Supply of green and sustainability bonds from European financials was fairly high during the month at EUR 10 billion, compared to EUR 6.6 billion in November 2021 and EUR 1.8 billion last month. Supply came only in senior format and EUR only, but from a wide range of issuers – around half from peripheral banks, reflecting the improved market conditions. Issuers have been active in front-loading supply given macro uncertainty. We believe fundamentals remain strong, as Q3 results have continued to reflect the strong tailwinds from higher rates. As an example, despite elevated catastrophe losses in 2022, Munich Re delivered a 8.5% return on equity in Q3 and its solvency ratio continued to rise to 254%, +27 percentage points (pts) compared to the end of 2021. In the banking sector, we continue to see higher rates boosting the sector’s profitability. The magnitude of the tailwind is material – for example consensus estimates for NatWest’s return on equity in 2023 have gone from 7.7% in the beginning of 2022 to 11.4% currently, or roughly an extra GBP 1 billion of net income. This continues to reinforce our conviction that the financial sector is now defensive (from a credit perspective) as the potential impact from a recession (rise in non-performing loans, etc.) can be managed through earnings only – leaving excess capital unscathed at rock solid levels.

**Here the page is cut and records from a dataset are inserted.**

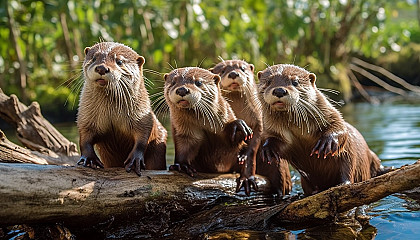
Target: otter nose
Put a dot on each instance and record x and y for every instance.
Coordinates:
(101, 69)
(279, 92)
(233, 75)
(182, 91)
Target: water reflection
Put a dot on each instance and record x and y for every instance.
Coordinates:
(393, 132)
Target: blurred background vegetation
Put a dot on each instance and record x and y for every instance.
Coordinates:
(42, 42)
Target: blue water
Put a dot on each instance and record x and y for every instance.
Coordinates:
(393, 132)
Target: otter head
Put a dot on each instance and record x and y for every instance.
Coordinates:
(109, 65)
(283, 87)
(236, 75)
(191, 88)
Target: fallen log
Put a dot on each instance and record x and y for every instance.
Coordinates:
(33, 130)
(154, 202)
(322, 207)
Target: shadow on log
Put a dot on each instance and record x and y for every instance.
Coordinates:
(160, 200)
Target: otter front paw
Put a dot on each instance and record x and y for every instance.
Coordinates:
(183, 167)
(247, 183)
(240, 131)
(268, 153)
(136, 160)
(326, 145)
(90, 161)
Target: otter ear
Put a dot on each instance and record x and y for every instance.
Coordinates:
(140, 61)
(216, 69)
(312, 78)
(216, 79)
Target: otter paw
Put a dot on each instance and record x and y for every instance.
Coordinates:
(242, 158)
(247, 184)
(268, 154)
(326, 145)
(137, 162)
(185, 168)
(92, 162)
(241, 131)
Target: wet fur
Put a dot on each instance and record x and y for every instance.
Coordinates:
(116, 119)
(202, 132)
(295, 131)
(245, 104)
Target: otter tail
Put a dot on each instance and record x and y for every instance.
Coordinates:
(376, 168)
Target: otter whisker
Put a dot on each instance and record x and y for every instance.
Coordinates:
(152, 72)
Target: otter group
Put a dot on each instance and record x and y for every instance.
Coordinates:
(221, 121)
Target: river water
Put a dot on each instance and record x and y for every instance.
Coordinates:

In our view, valuations remain attractive, fully disconnected from fundamentals of financials that would remain strong even in a weak macro scenario – as demonstrated by third quarter results. The disconnect is even more shocking as bank equities are close to flat on a total return basis year-to-date, while EUR AT1 CoCos are down close to -13% for example, and bank credit has underperformed non-financials. We have added to several attractive areas during the month, for example ANZ’s EUR 0.669% Tier 2s maturing in 2031 with a call date in 2026 that was offering a yield to call of 6.3% in early November (spread of more than 400 bps) for a BBB+ bond of a A+ issuer. The bonds had widened aggressively in early November as the Australian regulator emphasised the need for banks to make calls on subordinated debt only based on economics (ie if cheaper to refinance). After engaging with the large Australian banks, this was clearly misinterpreted as this was only a speech reiterating existing regulation, and according to our understanding this does not imply any change to Australian banks strong track record of calling at the first call date. We have also been tactically reducing our exposure to Generali, as bonds have strongly outperformed the rest of the market, switching into other core insurers such as Macifs that offer more than 100 bps of spread/yield pick-up and rated a notch higher.
With a yield (to next call) of around 5.2% and an average spread (G-spread) of circa 300 bps on the fund (compared to 3.9% / circa 180 bps for the EUR IG corporate market), we see this as an opportunity to capture high income with upside potential from tightening spreads. This is despite the high quality bias of the fund (average bond rating of BBB+ / average issuer rating of A) and lower duration compared to EUR IG corporates (4.2y vs. 4.7y).
Project corner : BVBA
Project features
- Project type: electric vehicles (EV) – charging network
- Location: France
- Project operator: Allego
- Scale of project: more than 2,000 fast and ultra-fast EV charge points
- Project timing: closing of financing in November 2021, gradual roll-out of EV charging stations by 2023
- Amount: EUR 55 million in bank financing (BBVA’s share not disclosed)
Additional details
- Project type: electric vehicles (EV) – charging network
- Location: France
- Project operator: Allego
- Scale of project: more than 2,000 fast and ultra-fast EV charge points
- Project timing: closing of financing in November 2021, gradual roll-out of EV charging stations by 2023
- Amount: EUR 55 million in bank financing (BBVA’s share not disclosed)
Storebrand’s sustainability strategy highlights
- BBVA has a net zero commitment by 2050 including the group’s lending portfolio
- The bank takes a granular approach to the group’s net zero pathway, with a focus on sectors with the most impact: electricity production (-52% emissions intensity by 2030), auto manufacturing (-46% by 2030), steel (-23%), cement (-17%)
- BBVA was part of the “Katowice banks” (BBVA, BNP, ING, SocGen, Standard Chartered) that pledged to develop an opensource methodology to steer their portfolios to the Paris agreement targets.